The example is a bit confusing. It doesn't help that one guy is named "Skybreaker" and the other "Sideshock". Two weird names that start with an S. (The chase example is actually best an example of how not to write an example - even the author apparently confused the two names in the example.)

The section on GMing is different than what you normally find. It proposes a very adversarial and very rules driven way of GMing. Basically, instead of the GM being god or a storyteller, you play the villains exactly like PCs (more or less).

I really don't think RPGs should be competitive, especially not GM vs. the Players.

Still, I do really like the basic Spycraft rules, basically the normal d20 rules for skills and such, and the the way Spycraft handles combat. I just didn't realise how bad or incomplete the Spycraft main rulebook was - it's needed a rather large errata (a 5.1 megabyte PDF). An errata that I can't view, by the way, as it's only available as a PDF and Adobe Reader crashes my system. (Okay, I can view it using GhostGum, but that's slow as dirt). The class rules are much better in Stargate SG-1, and the gun rules are more complete (though ironically, I complained about the small number of guns in that book as well), so you might just want to get that instead, or wait 'til Spycraft 2.0, which will hopefully be closer to SG-1 and more complete.

Hopefully. But to me, as is, Spycraft seems designed only to let you play Spycraft, not emulate the genre, not even be a generic spy game. If you want to run an actual spy game or emulate a movie (except maybe the awful Mission Impossible movies), or god help you, real life spies, then you're only slightly better off than starting from scratch.

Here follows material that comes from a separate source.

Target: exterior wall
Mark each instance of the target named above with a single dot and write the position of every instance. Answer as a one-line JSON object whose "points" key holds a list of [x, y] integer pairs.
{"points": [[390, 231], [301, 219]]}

Maybe if you own all the books, it's more useful, but as I don't, well, I can't take that into account. C-

I've heard rumors that AEG might be coming out with something similar to the d20 License for Spycraft, in that they will let people use the Spycraft logo to make associated products. Hopefully if true, this will let people/companies come up with more suitable classes and prices for equipment, which would truly make it a generic spy game (and perhaps more suitable for things like modern horror or blaxploitation or martial arts or all 3, like the movie, Romeo Must Die). Actually, since the VP/WP rules have been released as open content, companies could do this now, even without the logo. (And they should.)

Spycraft. The spy game apparently designed by people who have never seen a spy movie other than Mission Impossible 2, and think guns are icky.